The strength of the dollar proved to be a headwind for commodities. The Bloomberg Commodity Index (BCOM) was down 2.2% after five consecutive months in the green and gains for nine of the previous ten months. WTI crude oil declined 3.8% and copper 2.4%. Precious metals remain soft, with gold falling 1.5% and declining in seven of the last eight months.

The earnings season is just around the corner and expectations are high. According to FactSet, the estimated EPS growth rate for S&P 500 companies in the first quarter is 23.3%, above the 15.8% growth forecast expected at the beginning of the quarter. The previous high was in the third quarter of 18, when earnings rose 26.1%. Analysts are forecasting double-digit earnings growth for all four quarters of 2021. Revenue is expected to grow 6.3%, up from a forecast of 3.9% at the beginning of the quarter. According to Bloomberg, the 12-month P / E for the S&P 500 at the end of the first quarter was 22.7, which is well above the 5-year (17.8) and 10-year (15.9) averages .
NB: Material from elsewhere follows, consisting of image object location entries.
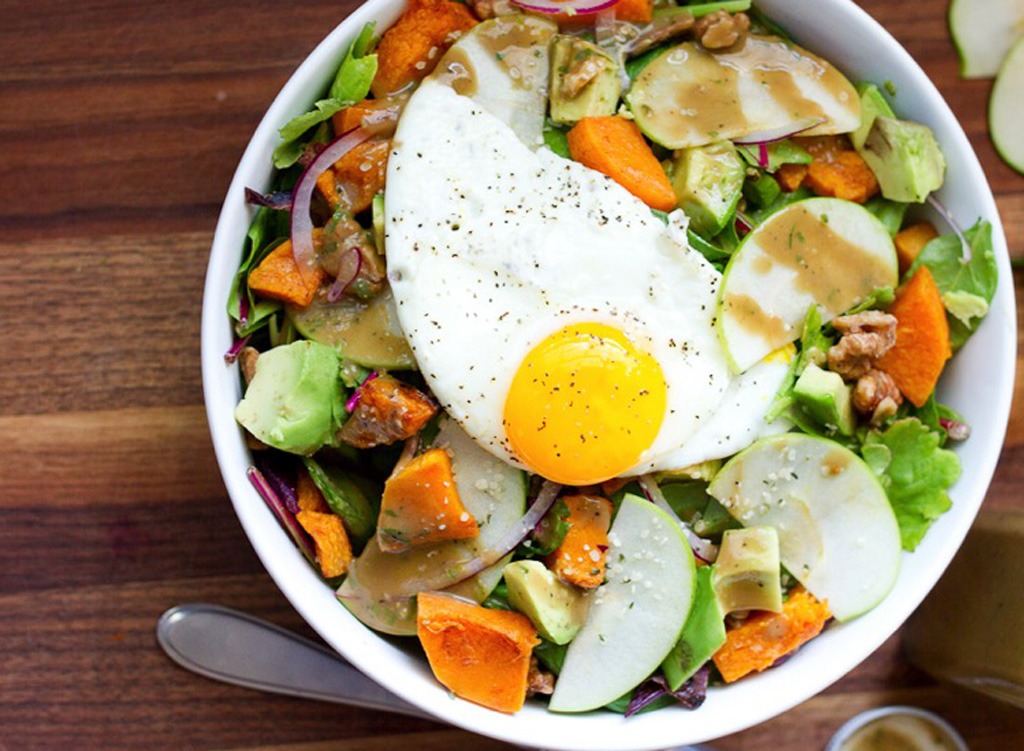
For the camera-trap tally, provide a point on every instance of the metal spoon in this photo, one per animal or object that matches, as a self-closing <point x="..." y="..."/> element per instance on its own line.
<point x="235" y="648"/>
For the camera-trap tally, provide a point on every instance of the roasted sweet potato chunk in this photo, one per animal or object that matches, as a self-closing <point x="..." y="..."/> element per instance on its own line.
<point x="387" y="411"/>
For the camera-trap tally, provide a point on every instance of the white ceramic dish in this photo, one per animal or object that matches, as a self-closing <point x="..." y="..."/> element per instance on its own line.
<point x="979" y="383"/>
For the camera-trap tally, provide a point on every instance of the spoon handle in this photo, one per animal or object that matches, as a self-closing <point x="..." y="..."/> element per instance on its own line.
<point x="236" y="648"/>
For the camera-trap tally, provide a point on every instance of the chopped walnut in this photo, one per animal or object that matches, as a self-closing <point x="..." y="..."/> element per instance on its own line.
<point x="877" y="395"/>
<point x="539" y="681"/>
<point x="585" y="69"/>
<point x="866" y="336"/>
<point x="657" y="35"/>
<point x="247" y="363"/>
<point x="721" y="29"/>
<point x="492" y="8"/>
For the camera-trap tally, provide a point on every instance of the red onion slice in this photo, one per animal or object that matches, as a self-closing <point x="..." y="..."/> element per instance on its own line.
<point x="464" y="570"/>
<point x="351" y="263"/>
<point x="302" y="223"/>
<point x="569" y="7"/>
<point x="286" y="517"/>
<point x="704" y="549"/>
<point x="948" y="218"/>
<point x="780" y="133"/>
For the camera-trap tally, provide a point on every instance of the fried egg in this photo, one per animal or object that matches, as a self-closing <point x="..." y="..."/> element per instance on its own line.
<point x="558" y="321"/>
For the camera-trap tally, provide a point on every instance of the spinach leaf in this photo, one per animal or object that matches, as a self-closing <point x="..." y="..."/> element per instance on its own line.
<point x="350" y="85"/>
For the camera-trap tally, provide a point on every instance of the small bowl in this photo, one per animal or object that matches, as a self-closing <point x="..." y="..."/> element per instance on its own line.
<point x="942" y="735"/>
<point x="979" y="384"/>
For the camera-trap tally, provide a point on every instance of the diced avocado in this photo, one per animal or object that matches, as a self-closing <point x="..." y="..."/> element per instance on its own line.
<point x="702" y="634"/>
<point x="872" y="105"/>
<point x="748" y="571"/>
<point x="905" y="158"/>
<point x="295" y="400"/>
<point x="826" y="398"/>
<point x="709" y="181"/>
<point x="585" y="80"/>
<point x="762" y="191"/>
<point x="556" y="609"/>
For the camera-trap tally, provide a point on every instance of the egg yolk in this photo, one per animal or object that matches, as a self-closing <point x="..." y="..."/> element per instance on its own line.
<point x="584" y="405"/>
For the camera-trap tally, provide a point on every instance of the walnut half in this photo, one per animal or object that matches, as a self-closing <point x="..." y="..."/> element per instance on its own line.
<point x="721" y="29"/>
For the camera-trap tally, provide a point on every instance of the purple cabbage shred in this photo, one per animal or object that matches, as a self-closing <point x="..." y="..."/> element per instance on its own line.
<point x="279" y="200"/>
<point x="282" y="481"/>
<point x="690" y="695"/>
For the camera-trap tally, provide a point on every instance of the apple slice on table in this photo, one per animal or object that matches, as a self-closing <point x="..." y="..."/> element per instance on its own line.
<point x="838" y="534"/>
<point x="821" y="251"/>
<point x="636" y="616"/>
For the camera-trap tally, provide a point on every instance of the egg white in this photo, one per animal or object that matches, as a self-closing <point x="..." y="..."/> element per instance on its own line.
<point x="492" y="247"/>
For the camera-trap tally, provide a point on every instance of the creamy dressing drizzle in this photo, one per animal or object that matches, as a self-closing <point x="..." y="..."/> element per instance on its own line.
<point x="708" y="99"/>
While ratings are significantly higher than historical norms, the current environment is unlike anything our generation has ever seen. Massive fiscal incentives (25% of GDP) and increased adoption of vaccines (30% of the US population) are bigger and faster than expected at the start of 2021 just three months earlier. Accordingly, the economic data and future forecasts continue to improve. US GDP is expected to grow the fastest (7%) since 1984, with unemployment expected to drop to 5% by the end of 2021. The recent surge in Covid cases is far outweighed by the average vaccination rate. While the road ahead is sure to be bumpy, the reopening of the economy and historic economic stimulus should continue to support equity markets.

The information contained herein is provided for informational and educational purposes only and nothing contained herein should be construed as such Investment adviceeither on behalf of a specific security or an overall investment strategy. All information contained herein is obtained by Nasdaq from sources believed by Nasdaq to be accurate and reliable. However, all information is provided “as is” without any warranty of any kind. Advice from a securities specialist is strongly recommended.

The views and opinions expressed are those of the author and do not necessarily reflect those of Nasdaq, Inc.